In the new deal, “professional artists,” from big stars like BTS and Billie Eilish to up-and-coming bands, will effectively see payout increases of 10 percent, the Financial Times reports. To qualify for the increased payouts, artists need a minimum of 1,000 streams per month by at least 500 separate users. The values can double again to the equivalent of four streams if users actively search for specific artists and tracks to play.
Deezer CEO Jeronimo Folgueira says that the deal is the “most ambitious change” to the economies of music streaming since it first started. “There is no other industry where all content is valued the same, and it should be obvious to everyone that the sound of rain or a washing machine is not as valuable as a song from your favorite artist,” Folgueira says in a press release.
Deezer will demonetize tracks detected as non-artist ambient noise, and the company is looking to replace them with a new in-house library of sounds. Deezer says it will not collect any royalties on the upcoming noise tracks.

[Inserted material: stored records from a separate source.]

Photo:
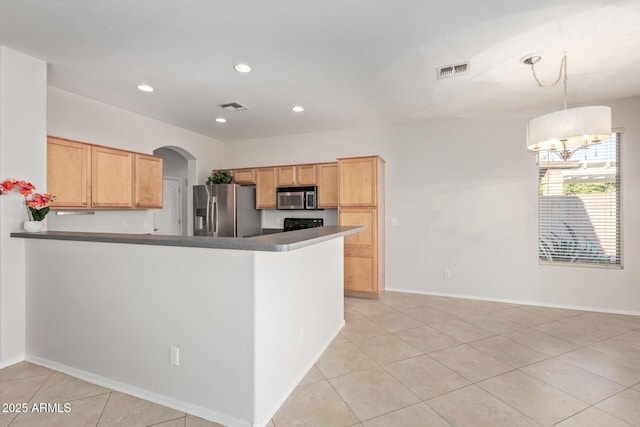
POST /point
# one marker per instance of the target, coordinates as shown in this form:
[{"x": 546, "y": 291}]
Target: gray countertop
[{"x": 278, "y": 242}]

According to the press release, UMG and Deezer’s “artist-centric” deal helps protect streaming royalties for artists by essentially disincentivizing amateur tracks and unauthorized uploads. Deezer says about 7 percent of streams in 2022 were detected as fraudulent by its systems, which identified fake accounts and payment fraud. Deezer will launch the new model this year in France in Q4 and will roll it out to other markets later.

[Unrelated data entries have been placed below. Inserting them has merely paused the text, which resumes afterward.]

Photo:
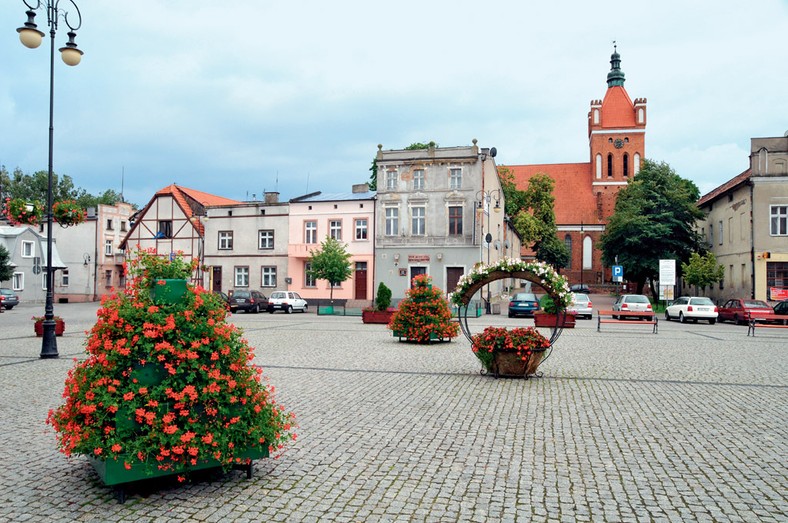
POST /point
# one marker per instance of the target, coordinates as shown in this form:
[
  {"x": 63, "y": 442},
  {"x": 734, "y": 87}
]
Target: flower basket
[
  {"x": 38, "y": 326},
  {"x": 22, "y": 212},
  {"x": 68, "y": 213}
]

In an email to The Verge, Folgueira shares that the deal might go beyond just UMG:
We have several other labels signing up to the new model as we speak, and therefore we expect to have more content providers on board by the time we start. Our intention is to have achieved a full rollout with all providers and countries in 2024.
The popularity of streaming music hasn’t entirely translated to deeper pockets at record companies. Goldman Sachs Research data published in July finds that streaming music consumption has increased 2.5 times since 2017, but revenue per stream has fallen 20 percent in the same timeframe.
Deezer and UMG will collaborate on adjusting the payout models over time, which could have a ripple effect on other streaming provider deals. SoundCloud is another music streaming service that’s toying with payouts as well with its “fan-powered royalties” model, which has Warner Music Group on board. That model divides each subscriber’s payments among the artists they actually listen to, rather than combining all subscription revenue into a single pool to be shared by every artist.